Create class that acts both as nn.Parameter and as nn.Module

To facilitate managing trainable hyperparameters, I am looking for a way to create a class Hyperparameter that acts both as a nn.Parameter and a nn.Module. In particular, I would like to use Hyperparameter objects both as a nn.Parameter (e.g. for algebraic manipulations) but still have access to the interface provided by nn.Module to for example store the objects in a nn.ModuleDict along with other modules or use methods like zero_grad(), parameters().

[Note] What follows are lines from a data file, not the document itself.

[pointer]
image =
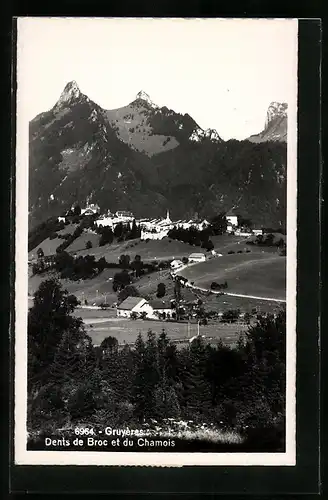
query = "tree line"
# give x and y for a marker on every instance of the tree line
(72, 382)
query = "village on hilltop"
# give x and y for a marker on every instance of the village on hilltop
(157, 229)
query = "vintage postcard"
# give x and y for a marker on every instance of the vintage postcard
(155, 241)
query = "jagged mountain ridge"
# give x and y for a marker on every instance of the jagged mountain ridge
(275, 128)
(76, 155)
(147, 128)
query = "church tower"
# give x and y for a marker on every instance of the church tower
(168, 217)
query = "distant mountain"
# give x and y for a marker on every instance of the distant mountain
(275, 128)
(146, 159)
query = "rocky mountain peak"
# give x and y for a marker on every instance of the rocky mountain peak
(144, 96)
(71, 92)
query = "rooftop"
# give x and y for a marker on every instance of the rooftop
(130, 303)
(160, 304)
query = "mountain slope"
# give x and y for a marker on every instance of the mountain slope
(152, 130)
(75, 155)
(275, 128)
(79, 153)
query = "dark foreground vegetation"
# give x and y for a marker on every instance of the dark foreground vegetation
(204, 398)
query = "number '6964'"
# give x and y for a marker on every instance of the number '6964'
(84, 431)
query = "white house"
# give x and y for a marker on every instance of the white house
(137, 305)
(90, 209)
(176, 263)
(160, 307)
(154, 235)
(257, 231)
(232, 219)
(197, 257)
(124, 216)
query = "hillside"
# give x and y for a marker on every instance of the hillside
(146, 159)
(256, 273)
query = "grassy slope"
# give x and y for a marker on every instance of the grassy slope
(254, 273)
(49, 246)
(80, 242)
(161, 250)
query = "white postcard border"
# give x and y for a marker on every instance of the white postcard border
(164, 459)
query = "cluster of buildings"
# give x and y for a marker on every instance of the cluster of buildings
(157, 229)
(152, 309)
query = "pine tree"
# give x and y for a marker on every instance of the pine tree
(74, 359)
(146, 376)
(48, 319)
(197, 392)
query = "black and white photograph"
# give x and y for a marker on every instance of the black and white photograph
(155, 289)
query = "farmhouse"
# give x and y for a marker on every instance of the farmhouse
(197, 257)
(232, 218)
(160, 307)
(133, 304)
(90, 209)
(124, 215)
(176, 263)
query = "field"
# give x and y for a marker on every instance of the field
(49, 246)
(256, 273)
(161, 250)
(101, 324)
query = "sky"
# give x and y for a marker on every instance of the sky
(224, 73)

I tried to accomplish this through multiple inheritance but I think this might be dangerous:

import torch

class Hyperparameter(torch.nn.Parameter, torch.nn.Module):
    def __new__(cls, tensor, name):
        return torch.nn.Parameter.__new__(cls, data=tensor)

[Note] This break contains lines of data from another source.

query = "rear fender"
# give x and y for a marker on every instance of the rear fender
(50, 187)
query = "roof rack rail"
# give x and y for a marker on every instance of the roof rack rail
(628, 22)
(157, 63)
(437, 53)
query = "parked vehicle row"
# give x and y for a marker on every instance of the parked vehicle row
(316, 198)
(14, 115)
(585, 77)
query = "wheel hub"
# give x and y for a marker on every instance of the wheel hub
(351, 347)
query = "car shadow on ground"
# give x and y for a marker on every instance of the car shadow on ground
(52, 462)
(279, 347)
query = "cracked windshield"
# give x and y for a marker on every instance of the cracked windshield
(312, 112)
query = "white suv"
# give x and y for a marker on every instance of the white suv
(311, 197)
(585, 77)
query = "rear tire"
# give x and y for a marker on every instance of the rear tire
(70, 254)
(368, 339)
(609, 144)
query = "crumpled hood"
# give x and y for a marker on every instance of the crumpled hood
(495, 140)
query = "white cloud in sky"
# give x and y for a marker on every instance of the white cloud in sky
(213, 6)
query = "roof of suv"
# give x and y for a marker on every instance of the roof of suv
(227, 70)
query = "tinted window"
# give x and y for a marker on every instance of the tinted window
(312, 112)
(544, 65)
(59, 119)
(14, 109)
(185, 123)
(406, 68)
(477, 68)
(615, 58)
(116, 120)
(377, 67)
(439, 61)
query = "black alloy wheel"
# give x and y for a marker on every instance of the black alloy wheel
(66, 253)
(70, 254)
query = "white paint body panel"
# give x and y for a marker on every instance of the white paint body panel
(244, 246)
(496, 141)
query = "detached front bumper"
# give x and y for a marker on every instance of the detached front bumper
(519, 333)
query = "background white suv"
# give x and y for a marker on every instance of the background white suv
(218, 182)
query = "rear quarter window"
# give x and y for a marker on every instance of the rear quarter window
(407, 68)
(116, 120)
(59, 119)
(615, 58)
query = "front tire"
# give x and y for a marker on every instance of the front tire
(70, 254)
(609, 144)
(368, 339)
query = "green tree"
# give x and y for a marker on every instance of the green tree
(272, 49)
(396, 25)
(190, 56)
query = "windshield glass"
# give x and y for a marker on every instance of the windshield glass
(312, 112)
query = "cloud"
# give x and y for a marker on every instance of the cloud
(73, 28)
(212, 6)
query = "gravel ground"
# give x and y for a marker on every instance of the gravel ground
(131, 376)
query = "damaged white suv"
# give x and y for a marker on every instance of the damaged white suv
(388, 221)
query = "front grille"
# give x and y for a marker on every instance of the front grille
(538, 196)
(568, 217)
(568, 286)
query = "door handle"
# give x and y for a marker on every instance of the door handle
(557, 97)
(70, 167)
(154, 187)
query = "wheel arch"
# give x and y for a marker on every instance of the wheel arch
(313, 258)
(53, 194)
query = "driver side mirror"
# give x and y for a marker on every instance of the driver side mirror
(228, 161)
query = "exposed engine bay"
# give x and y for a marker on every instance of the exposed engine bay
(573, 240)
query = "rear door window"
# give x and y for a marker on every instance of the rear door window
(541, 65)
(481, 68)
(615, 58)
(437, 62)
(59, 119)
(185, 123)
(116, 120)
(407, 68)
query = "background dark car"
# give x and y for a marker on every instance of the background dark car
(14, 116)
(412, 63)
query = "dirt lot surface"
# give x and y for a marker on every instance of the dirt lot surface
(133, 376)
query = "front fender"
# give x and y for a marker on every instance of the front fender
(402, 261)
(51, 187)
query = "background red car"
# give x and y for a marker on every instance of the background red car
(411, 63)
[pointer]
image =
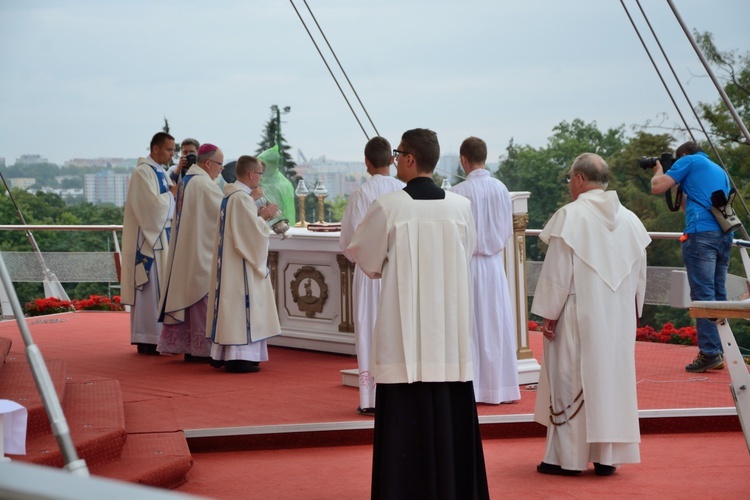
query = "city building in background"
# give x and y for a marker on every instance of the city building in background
(106, 187)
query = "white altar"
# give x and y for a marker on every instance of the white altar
(313, 283)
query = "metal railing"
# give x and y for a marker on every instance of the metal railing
(71, 267)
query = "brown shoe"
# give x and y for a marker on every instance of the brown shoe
(702, 363)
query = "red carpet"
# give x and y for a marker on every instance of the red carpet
(163, 396)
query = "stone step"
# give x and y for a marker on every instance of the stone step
(94, 414)
(17, 384)
(350, 378)
(153, 459)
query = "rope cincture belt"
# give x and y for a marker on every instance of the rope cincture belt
(554, 414)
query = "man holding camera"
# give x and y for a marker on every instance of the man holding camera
(188, 157)
(705, 246)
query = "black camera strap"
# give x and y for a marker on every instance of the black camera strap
(674, 207)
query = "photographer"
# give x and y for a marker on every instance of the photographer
(188, 156)
(705, 246)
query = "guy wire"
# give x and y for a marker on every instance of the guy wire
(329, 69)
(724, 97)
(687, 128)
(341, 67)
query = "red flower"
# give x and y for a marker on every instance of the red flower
(686, 335)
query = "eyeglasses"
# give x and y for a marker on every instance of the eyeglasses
(397, 153)
(568, 177)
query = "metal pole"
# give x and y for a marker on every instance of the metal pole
(52, 287)
(44, 384)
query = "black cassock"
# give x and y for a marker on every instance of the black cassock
(427, 442)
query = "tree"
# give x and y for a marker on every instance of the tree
(271, 135)
(47, 208)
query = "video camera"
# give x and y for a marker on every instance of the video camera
(666, 160)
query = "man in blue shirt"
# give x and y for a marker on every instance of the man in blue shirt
(705, 247)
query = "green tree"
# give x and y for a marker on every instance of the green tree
(271, 135)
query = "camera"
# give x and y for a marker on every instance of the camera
(666, 160)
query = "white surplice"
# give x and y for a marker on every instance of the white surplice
(148, 213)
(365, 291)
(187, 275)
(494, 334)
(593, 282)
(423, 327)
(241, 302)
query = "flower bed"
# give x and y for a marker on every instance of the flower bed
(53, 305)
(686, 335)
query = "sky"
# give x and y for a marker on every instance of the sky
(88, 79)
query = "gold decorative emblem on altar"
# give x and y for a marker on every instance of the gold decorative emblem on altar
(314, 292)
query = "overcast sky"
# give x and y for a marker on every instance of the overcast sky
(90, 78)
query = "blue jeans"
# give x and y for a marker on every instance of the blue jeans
(706, 258)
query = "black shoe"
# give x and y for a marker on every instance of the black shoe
(242, 366)
(555, 470)
(701, 363)
(189, 358)
(147, 349)
(604, 470)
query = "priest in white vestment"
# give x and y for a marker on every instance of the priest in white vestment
(149, 206)
(494, 334)
(241, 305)
(378, 159)
(420, 240)
(184, 298)
(590, 293)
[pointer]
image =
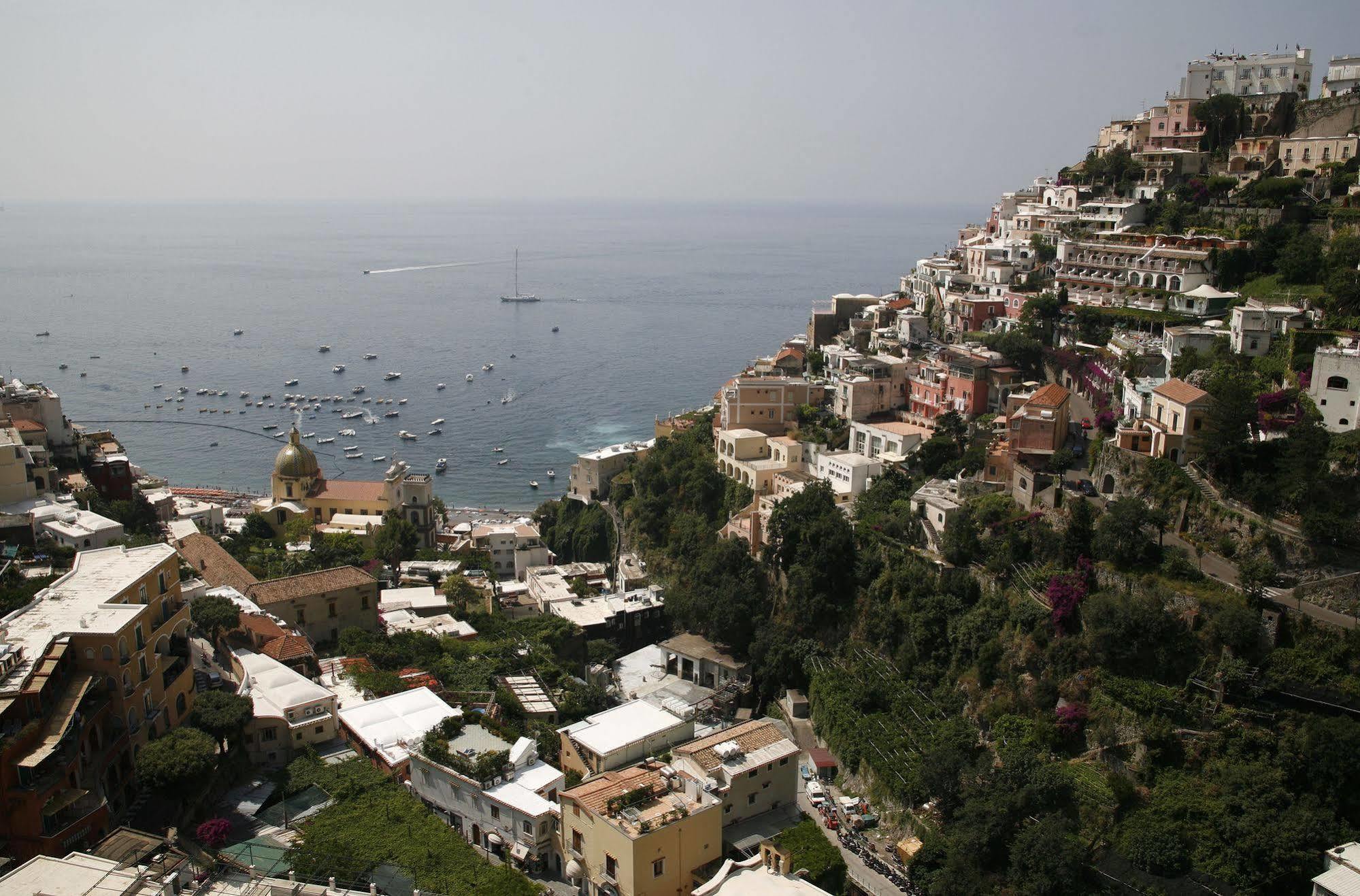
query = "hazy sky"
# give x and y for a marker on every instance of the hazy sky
(893, 102)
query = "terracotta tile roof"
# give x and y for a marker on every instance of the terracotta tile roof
(346, 490)
(212, 563)
(1181, 392)
(294, 586)
(751, 736)
(1050, 396)
(596, 793)
(287, 649)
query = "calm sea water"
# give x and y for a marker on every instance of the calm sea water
(657, 306)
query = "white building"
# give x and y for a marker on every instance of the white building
(1336, 385)
(290, 710)
(622, 736)
(513, 816)
(1249, 75)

    def __init__(self, tensor, name):
        torch.nn.Parameter.__init__(self)
        torch.nn.Module.__init__(self)
        self.register_parameter(name, self)


hp1 = Hyperparameter(torch.ones(5), "test1")
hp2 = Hyperparameter(torch.ones(8), "test2")

hp_dict = torch.nn.ModuleDict({"hp1": hp1, "hp2": hp2})
hp_dict.to(torch.device("cpu"))
# KeyError: "attribute 'data' already exists"

This works for the things I described, but calling to() throws an error. I think something is no longer as nn.Module expects it to be, but I am not sure what it is.